The Zebra QLn mobile printer family leverages innovative Power Smart Print Technology to deliver faster processing and throughput with lower power drain. For mobile workers on the go, the new battery technology means better quality printing and more uptime on the job. Zebra’s “smart battery” technology displays charge and overall battery health, reducing downtime typically found in standard battery technologies that run out of charge before the workday is done.

Eliminate Cable Cost Overhead

With wireless networking, printer expenses drop since the use of cables for communication between mobile printers and handheld terminals adds to the printer’s TCO over time. A survey of retailer store associates revealed that an average of two minutes per day, per terminal/printer was devoted to troubleshooting cable-related problems. Across a 100-store chain, this would translate into thousands of hours of “non-productive” labor every year that wireless printing would eliminate.

Retailers can also save substantial direct capital expenses by going wireless. Printer/terminal cables can run as high as $50 to $60 each. As the cables age, stores replace them at a rate of two cables per terminal, per year, on average. By switching to wireless printing, a 100-store chain using five mobile printer/terminals per store would save $60,000 annually.

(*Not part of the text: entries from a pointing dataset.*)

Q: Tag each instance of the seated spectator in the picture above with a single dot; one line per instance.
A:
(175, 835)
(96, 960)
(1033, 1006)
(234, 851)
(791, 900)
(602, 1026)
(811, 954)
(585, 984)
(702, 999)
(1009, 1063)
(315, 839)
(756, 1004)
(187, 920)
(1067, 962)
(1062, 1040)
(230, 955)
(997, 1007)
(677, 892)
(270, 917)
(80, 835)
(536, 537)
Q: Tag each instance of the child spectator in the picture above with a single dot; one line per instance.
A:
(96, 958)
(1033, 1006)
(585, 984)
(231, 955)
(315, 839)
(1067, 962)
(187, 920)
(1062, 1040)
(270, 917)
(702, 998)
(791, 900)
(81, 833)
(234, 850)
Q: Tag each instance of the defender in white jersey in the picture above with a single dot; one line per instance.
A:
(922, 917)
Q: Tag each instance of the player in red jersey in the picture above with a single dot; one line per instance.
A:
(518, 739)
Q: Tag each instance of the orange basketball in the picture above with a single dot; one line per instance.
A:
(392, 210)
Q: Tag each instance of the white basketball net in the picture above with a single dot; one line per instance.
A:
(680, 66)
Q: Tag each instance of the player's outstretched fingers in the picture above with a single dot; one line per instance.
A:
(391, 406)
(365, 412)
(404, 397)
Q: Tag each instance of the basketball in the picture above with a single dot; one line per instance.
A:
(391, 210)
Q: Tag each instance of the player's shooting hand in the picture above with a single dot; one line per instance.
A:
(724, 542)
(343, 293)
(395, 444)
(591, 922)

Wireless Printers and Retailers—A Perfect Match

Wireless printing provides increased efficiency and flexibility that help lower operational costs and improve customer satisfaction. In most applications, retailers can see an almost immediate return on investment after implementing wireless printing solutions. Wireless-enabled mobile printing is a powerful combination that allows store associates to spend more time helping shoppers and improving customer loyalty. Bar code and RFID printing—from the retail supply chain to the store aisle—improves productivity, enhances product visibility, and boosts the customer experience.